To be in Love or To be in Lurve

What picture of love/lurve is presented in the opening scene of 12th Night. How is this picture reflected in the language choices Shakespeare makes.

The opening scene of 12th Night presents Duke Orsino expressing his infatuation towards Countess Olivia.  Throughout his introductory lines, Orsino talks about love in a paradoxical way since he contrasts how it is a lovely feeling yet so sickening in the lines:

“If music be the food of love, play on;
Give me excess of it, that, surfeiting,
The appetite may sicken, and so die.”

In those three lines, he is essentially stating that if love is this sweet thing, continue giving it to him even if he feels sick to the point of death.  As he continues on with his lines, he expresses curiosity at love and how it does its affairs along with the effects of what it has done when he first saw Olivia.  The strong use of musical and floral imagery when describing love such as “…like the sweet sound, that breathes upon a bank of violets” and his introductory lines talking about how if music was the food of love, play on, gives Orsino a rather swooning picture of love/lurve.  A swooning infatuation that you would expect from someone who was either experiencing their first love or simply has been a bachelor/bachelorette for so many years and is just lonely.

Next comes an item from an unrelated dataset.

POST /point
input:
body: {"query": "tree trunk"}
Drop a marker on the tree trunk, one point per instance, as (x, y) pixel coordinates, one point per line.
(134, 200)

Orsino though muses about love and how it works in the following lines:

“O spirit of love! how quick and fresh art thou,
That, notwithstanding thy capacity
Receiveth as the sea, nought enters there,
Of what validity and pitch soe’er,
But falls into abatement and low price,
Even in a minute: so full of shapes is fancy
That it alone is high fantastical”

In these lines, Orsino observes the strange effects of love and its own bizarre contrasting.  How it can be so powerful and endless as seen with him comparing it to the sea, but it can also be fleeting and disappear in only a minute as seen in the line “But falls into abatement and low price,/Even in a minute” where love’s effects become cheapened by the shortness of time.  Yet despite the short time, the finishing line notes still of its greatness by describing the feelings as “fantastical” which can mean bizarre, odd and remarkable, or fanciful and capricious.  All words describing love/lurve in Orsino’s perspective quite well.

When Curio starts talking, there is a play on words with the word “hart”.  Curio is talking about hunting for a hart (a stag) while Orsino, still in his lovestruck gaze, thought he was talking about a heart.  He then continues on with his tirade about love, except this time, we get to know who he’s so in love/lurve with as Olivia is finally mentioned by name.  This gives off the impression that Orsino, though infatuated with Olivia, is also very infatuated with the idea of love and how strong and wonderful yet crushing it can be.

Likewise, as the scene draws to a close with the introduction of Valentine, Orsino continues to express his infatuations.  For instance, he uses the play on words to his advantage by talking about how he has turned into a hart while his feelings and desires were the hounds pursuing him.  Once Valentine enters and reports how Olivia refuses to see a man after the death of her brother, Orsino continues painting his picture of how love was a strange thing: so fantastic yet also so punishing.  It can make him sick and restless but it is something so bizarre with its contrasting he wouldn’t mind revelling in it.